Manifestation rassemblant chasseurs et écologistes pour une même cause à Loulle (Jura).
© Association Je suis sensible – CCR
Pour une fois, chasseurs et écolos sortent du bois
Dans le Jura, 122 hectares de forêt ont failli finir rasés pour installer un champ de panneaux solaires. Grâce à une mobilisation unique unissant chasseurs, militants écolos, naturalistes et agriculteurs, ce bois a été épargné en 2024.
Texte :
Arthur Besnard
Comme chaque semaine, Marc Bourdon part à la chasse avec ses deux chiens. Dans la forêt qui s’étale sur les communes de Loulle et de Mont-sur-Monnet dans le Jura, il traque la bécasse depuis plus de vingt ans. D’un pas cadencé, le sexagénaire présente les habitants de chaque buisson comme s’ils étaient ses voisins de palier: “Je connais mieux la forêt que mon salon”, confie-t-il. Là, il sait qu’un lièvre et sa hase ont niché. Plus loin, il montre une mare où se reproduisent les crapauds sonneurs, une loge de pics noirs ou une rarissime niche de gélinotte. Tous ceux-là ont failli être délogés au profit d’un champ de panneaux photovoltaïques en 2022. Au loin, Marc désigne deux arbres bien éloignés l’un de l’autre: “Tchak, tout ça coupé !” La structure aurait dû recouvrir 122 hectares de forêt à son apogée, soit plus de 150 terrains de football.
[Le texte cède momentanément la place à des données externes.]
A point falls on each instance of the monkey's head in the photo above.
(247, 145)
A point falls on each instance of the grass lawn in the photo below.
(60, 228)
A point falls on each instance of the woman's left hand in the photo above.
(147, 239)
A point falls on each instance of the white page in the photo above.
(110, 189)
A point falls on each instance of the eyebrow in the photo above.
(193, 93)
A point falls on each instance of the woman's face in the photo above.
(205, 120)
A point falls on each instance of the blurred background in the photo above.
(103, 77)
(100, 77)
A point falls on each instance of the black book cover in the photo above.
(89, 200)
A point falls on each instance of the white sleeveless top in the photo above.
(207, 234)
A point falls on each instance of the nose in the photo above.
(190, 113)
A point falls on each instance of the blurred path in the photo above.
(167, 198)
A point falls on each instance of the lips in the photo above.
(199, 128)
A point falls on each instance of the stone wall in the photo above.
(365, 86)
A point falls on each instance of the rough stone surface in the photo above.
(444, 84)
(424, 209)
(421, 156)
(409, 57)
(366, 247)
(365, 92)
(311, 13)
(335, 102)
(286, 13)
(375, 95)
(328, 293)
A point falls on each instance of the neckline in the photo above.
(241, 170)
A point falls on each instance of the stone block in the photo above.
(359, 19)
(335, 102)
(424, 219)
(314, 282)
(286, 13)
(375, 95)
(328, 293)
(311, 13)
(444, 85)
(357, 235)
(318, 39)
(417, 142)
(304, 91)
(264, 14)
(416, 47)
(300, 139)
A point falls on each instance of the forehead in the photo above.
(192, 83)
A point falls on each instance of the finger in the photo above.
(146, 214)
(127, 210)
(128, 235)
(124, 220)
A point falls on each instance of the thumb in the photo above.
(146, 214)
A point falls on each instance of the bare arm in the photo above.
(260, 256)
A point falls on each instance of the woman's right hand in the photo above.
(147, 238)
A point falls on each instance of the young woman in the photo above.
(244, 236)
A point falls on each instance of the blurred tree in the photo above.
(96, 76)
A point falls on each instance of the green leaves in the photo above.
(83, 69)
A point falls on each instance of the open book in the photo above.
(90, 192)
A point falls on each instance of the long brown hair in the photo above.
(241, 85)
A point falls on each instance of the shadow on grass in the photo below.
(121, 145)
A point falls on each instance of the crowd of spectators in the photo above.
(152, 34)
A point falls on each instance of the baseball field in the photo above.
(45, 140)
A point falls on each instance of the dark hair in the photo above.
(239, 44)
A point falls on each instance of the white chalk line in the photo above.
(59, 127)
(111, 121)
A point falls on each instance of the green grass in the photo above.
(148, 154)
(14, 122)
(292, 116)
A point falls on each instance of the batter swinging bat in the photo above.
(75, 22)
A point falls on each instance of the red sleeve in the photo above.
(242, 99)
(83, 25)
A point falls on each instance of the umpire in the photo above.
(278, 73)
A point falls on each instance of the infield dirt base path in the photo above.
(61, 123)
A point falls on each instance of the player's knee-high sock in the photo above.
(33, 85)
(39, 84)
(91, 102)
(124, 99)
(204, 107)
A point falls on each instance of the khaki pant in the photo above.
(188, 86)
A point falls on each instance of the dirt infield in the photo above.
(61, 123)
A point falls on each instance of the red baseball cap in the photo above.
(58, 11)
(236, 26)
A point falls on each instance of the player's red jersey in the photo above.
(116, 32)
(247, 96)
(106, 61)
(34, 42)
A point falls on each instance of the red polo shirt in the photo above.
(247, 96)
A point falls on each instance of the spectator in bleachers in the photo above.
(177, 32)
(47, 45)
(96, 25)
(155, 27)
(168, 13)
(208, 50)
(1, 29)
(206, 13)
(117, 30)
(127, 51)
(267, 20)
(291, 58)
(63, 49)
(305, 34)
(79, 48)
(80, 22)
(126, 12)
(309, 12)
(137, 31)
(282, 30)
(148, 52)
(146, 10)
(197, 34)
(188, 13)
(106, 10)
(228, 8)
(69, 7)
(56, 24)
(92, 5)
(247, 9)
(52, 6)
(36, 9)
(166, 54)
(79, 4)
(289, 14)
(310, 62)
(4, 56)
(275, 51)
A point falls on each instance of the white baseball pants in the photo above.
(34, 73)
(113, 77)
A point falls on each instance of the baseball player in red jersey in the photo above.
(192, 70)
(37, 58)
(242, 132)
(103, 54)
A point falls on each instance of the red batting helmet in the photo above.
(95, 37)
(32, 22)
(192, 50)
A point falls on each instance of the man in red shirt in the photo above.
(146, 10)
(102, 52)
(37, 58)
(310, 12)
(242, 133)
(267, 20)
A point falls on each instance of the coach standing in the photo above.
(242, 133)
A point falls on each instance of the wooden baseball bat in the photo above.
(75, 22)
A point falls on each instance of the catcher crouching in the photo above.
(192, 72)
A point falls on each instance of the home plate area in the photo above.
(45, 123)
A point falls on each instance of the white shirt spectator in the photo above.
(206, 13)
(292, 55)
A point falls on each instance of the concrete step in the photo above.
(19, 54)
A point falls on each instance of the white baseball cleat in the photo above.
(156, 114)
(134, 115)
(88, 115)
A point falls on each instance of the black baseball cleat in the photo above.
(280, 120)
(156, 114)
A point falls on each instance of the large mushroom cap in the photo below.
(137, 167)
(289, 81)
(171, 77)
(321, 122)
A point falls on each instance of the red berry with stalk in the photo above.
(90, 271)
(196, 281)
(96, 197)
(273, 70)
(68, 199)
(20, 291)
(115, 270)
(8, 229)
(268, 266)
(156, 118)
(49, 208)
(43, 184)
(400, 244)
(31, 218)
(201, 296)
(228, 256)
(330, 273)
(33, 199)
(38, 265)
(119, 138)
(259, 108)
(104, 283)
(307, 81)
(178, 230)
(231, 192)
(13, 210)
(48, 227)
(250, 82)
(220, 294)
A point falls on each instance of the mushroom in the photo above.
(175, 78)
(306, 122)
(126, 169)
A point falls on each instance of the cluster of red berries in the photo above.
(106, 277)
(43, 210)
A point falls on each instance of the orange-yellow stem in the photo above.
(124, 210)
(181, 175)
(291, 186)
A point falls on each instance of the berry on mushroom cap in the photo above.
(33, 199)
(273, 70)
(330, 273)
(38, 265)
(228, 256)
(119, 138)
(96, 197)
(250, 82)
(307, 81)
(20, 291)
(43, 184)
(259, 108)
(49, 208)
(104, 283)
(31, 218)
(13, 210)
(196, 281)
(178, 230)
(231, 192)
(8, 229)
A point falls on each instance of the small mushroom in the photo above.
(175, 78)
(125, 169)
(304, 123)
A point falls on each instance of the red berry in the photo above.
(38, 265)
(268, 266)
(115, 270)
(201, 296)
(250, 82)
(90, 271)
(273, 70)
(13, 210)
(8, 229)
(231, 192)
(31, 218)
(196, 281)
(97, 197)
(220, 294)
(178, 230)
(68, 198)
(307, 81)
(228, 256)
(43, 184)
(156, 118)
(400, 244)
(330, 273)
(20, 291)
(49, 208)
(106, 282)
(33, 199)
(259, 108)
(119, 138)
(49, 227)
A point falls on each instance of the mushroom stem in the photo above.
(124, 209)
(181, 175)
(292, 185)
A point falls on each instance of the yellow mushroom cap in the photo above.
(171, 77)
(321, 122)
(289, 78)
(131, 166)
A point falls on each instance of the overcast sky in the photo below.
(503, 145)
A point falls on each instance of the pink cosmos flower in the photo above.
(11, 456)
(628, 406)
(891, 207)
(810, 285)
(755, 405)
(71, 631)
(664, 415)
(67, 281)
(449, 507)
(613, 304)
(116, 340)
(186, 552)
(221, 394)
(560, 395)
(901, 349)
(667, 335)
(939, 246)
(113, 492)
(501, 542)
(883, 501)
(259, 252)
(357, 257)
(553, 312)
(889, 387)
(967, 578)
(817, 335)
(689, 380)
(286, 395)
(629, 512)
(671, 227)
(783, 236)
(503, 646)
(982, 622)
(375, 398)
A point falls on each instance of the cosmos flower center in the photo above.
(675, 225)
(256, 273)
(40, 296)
La forêt était considérée “improductive” par l’entreprise Cévennes Energy Entreprise héraultaise spécialisée dans les énergies renouvelables, elle est affiliée à la holding suisse JC Mont-Fort via sa filiale Orsana. L’entreprise impulse encore des projets similaires dans le Jura, sur la commune de Pimorin. porteuse du projet. Marc ne se gêne pas pour le faire remarquer en montrant le bois qui longe la route: “Moi, je vois pas de la broussaille là.” Il y a bien des arbres malades, mais en suivant Marc et ses chiens, on découvre un bois qui change d’aspect dès qu’on traverse un buisson. Des résineux, feuillus et prairies sèches, qui reposent sur un matelas de quelques mètres de terre tout au plus. En dessous: un sous-sol calcaire typiquement jurassien qui infiltre l’eau dans une flopée de sources en contrebas. Marc s’en émerveille encore, vantant la résilience de ces arbres: “Il y a des petits chênes ici qui ont plus de 100 ans, ils sont capables de pousser dans le sec avec très peu d’humus.”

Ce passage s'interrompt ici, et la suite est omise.